Rhizocarpon haidense

Scientific classification
- Domain: Eukaryota
- Kingdom: Fungi
- Division: Ascomycota
- Class: Lecanoromycetes
- Order: Rhizocarpales
- Family: Rhizocarpaceae
- Genus: Rhizocarpon
- Species: R. haidense
- Binomial name: Rhizocarpon haidense Brodo & Fryday 2020

= Rhizocarpon haidense =

- Authority: Brodo & Fryday 2020

Species of lichen

Rhizocarpon haidense is a species of crustose lichen in the family Rhizocarpaceae. It is found in Haida Gwaii, British Columbia, Canada. This lichen forms a thin, creamy to pale-brown crust made up of tiny angular patches, with numerous conspicuous black button-like fruiting bodies scattered across its surface. It was discovered in 2020 growing on rocks at the base of a cliff near the beach on Moresby Island, and its name references its type locality in Haida Gwaii.

==Taxonomy==

The lichen was described as a new species in 2020 by the lichenologists Irwin Brodo and Alan Fryday. The type specimen was collected from the Skincuttle Inlet area of Moresby Island (Haida Gwaii, British Columbia). Here it was found on the edge of a beach, growing on a rock at the base of a cliff. The specific epithet haidense references the type locality in Haida Gwaii.

DNA sequences of R. haidense were used in a 2024 molecular analysis of lichen species from Horseshoe Island, Antarctica; it was determined to have a sister relationship with R. reductum.

==Description==

Rhizocarpon haidense spreads as a thin, crust-like growth (the thallus) that blankets its rocky home in a patchwork of tiny, creamy to pale-brown polygons. These angular patches, are only 0.3–0.4 mm wide and rise just enough to look slightly domed. Unlike many crustose lichens, they lack an outer skin, so the surface merges directly into the inner tissue (medulla). Under a hand lens the medulla is packed with microscopic crystals; a drop of potassium hydroxide solution (the common K-spot test) dissolves the crystals and turns the solution bright yellow. The lichen's photosynthetic partner is a green alga with spherical cells 7–12 μm across.

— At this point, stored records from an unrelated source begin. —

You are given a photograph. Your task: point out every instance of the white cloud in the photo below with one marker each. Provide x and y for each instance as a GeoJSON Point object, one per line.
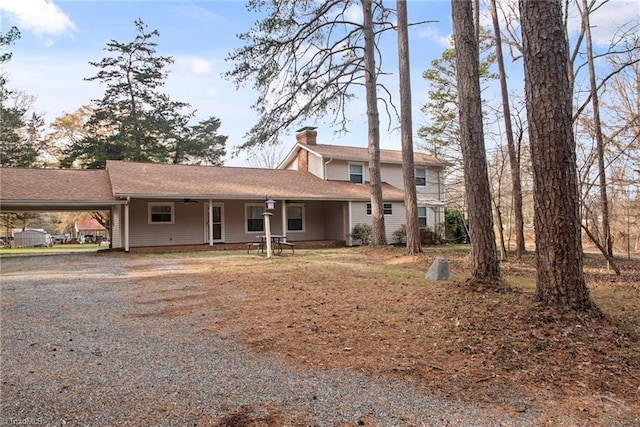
{"type": "Point", "coordinates": [40, 17]}
{"type": "Point", "coordinates": [194, 64]}
{"type": "Point", "coordinates": [435, 35]}
{"type": "Point", "coordinates": [607, 21]}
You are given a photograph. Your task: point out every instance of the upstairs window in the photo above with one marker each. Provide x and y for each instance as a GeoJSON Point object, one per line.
{"type": "Point", "coordinates": [295, 217]}
{"type": "Point", "coordinates": [421, 177]}
{"type": "Point", "coordinates": [387, 208]}
{"type": "Point", "coordinates": [356, 173]}
{"type": "Point", "coordinates": [254, 220]}
{"type": "Point", "coordinates": [422, 216]}
{"type": "Point", "coordinates": [161, 213]}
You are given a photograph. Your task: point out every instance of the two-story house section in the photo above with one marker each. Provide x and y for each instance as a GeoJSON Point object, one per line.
{"type": "Point", "coordinates": [343, 163]}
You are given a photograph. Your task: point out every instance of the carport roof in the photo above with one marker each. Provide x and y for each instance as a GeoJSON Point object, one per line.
{"type": "Point", "coordinates": [186, 181]}
{"type": "Point", "coordinates": [51, 189]}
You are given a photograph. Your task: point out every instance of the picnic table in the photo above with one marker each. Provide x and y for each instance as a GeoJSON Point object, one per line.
{"type": "Point", "coordinates": [278, 242]}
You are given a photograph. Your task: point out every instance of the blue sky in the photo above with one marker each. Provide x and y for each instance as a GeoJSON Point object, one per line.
{"type": "Point", "coordinates": [59, 38]}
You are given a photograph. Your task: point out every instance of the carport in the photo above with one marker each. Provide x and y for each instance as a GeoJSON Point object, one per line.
{"type": "Point", "coordinates": [60, 190]}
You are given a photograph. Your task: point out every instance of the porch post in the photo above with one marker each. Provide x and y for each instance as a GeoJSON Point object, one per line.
{"type": "Point", "coordinates": [126, 225]}
{"type": "Point", "coordinates": [210, 222]}
{"type": "Point", "coordinates": [284, 219]}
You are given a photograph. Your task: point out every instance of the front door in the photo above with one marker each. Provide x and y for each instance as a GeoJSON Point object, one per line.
{"type": "Point", "coordinates": [217, 222]}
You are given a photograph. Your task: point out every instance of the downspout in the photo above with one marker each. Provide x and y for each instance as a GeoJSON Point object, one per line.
{"type": "Point", "coordinates": [324, 169]}
{"type": "Point", "coordinates": [284, 219]}
{"type": "Point", "coordinates": [126, 224]}
{"type": "Point", "coordinates": [210, 222]}
{"type": "Point", "coordinates": [349, 225]}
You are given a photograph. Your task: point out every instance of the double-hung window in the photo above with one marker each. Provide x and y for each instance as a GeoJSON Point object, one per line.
{"type": "Point", "coordinates": [356, 173]}
{"type": "Point", "coordinates": [295, 217]}
{"type": "Point", "coordinates": [421, 177]}
{"type": "Point", "coordinates": [387, 208]}
{"type": "Point", "coordinates": [254, 221]}
{"type": "Point", "coordinates": [161, 213]}
{"type": "Point", "coordinates": [422, 216]}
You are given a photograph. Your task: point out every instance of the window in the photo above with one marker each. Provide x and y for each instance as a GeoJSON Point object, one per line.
{"type": "Point", "coordinates": [161, 212]}
{"type": "Point", "coordinates": [255, 222]}
{"type": "Point", "coordinates": [387, 208]}
{"type": "Point", "coordinates": [421, 177]}
{"type": "Point", "coordinates": [422, 216]}
{"type": "Point", "coordinates": [356, 174]}
{"type": "Point", "coordinates": [295, 217]}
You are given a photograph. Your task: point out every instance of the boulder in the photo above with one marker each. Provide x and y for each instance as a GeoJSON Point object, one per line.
{"type": "Point", "coordinates": [439, 270]}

The sexual fruiting bodies (apothecia) are plentiful and conspicuous. Each is a black, button-like disc 0.4–0.7 mm in diameter that lies level with, or slightly above, the thallus surface. A thin, paler rim surrounds the disc and persists with age. Inside, the cup wall is made of colourless, radially arranged cells that, like the medulla, are laden with K-soluble crystals. The clear spore-bearing layer (hymenium) stands 90–100 μm tall and is threaded by slender, scarcely branched filaments (paraphyses). Beneath it sits a dark-brown support tissue. The spore sacs (asci) are of the Rhizocarpon type, slightly club-shaped (50–60 × 15–18 μm) and each holds eight transparent, two-celled ascospores that average 17 × 8 μm; the septum only slightly pinches the spore's waist, and both ends are evenly rounded. No asexual reproductive structures have been observed.

Standard chemical spot tests on the thallus give K+ (yellow), PD+ (orange) and C− reactions, indicating the presence of the lichen substances stictic and constictic acids, sometimes accompanied by a trace of norstictic acid and several unidentified compounds revealed by thin-layer chromatography.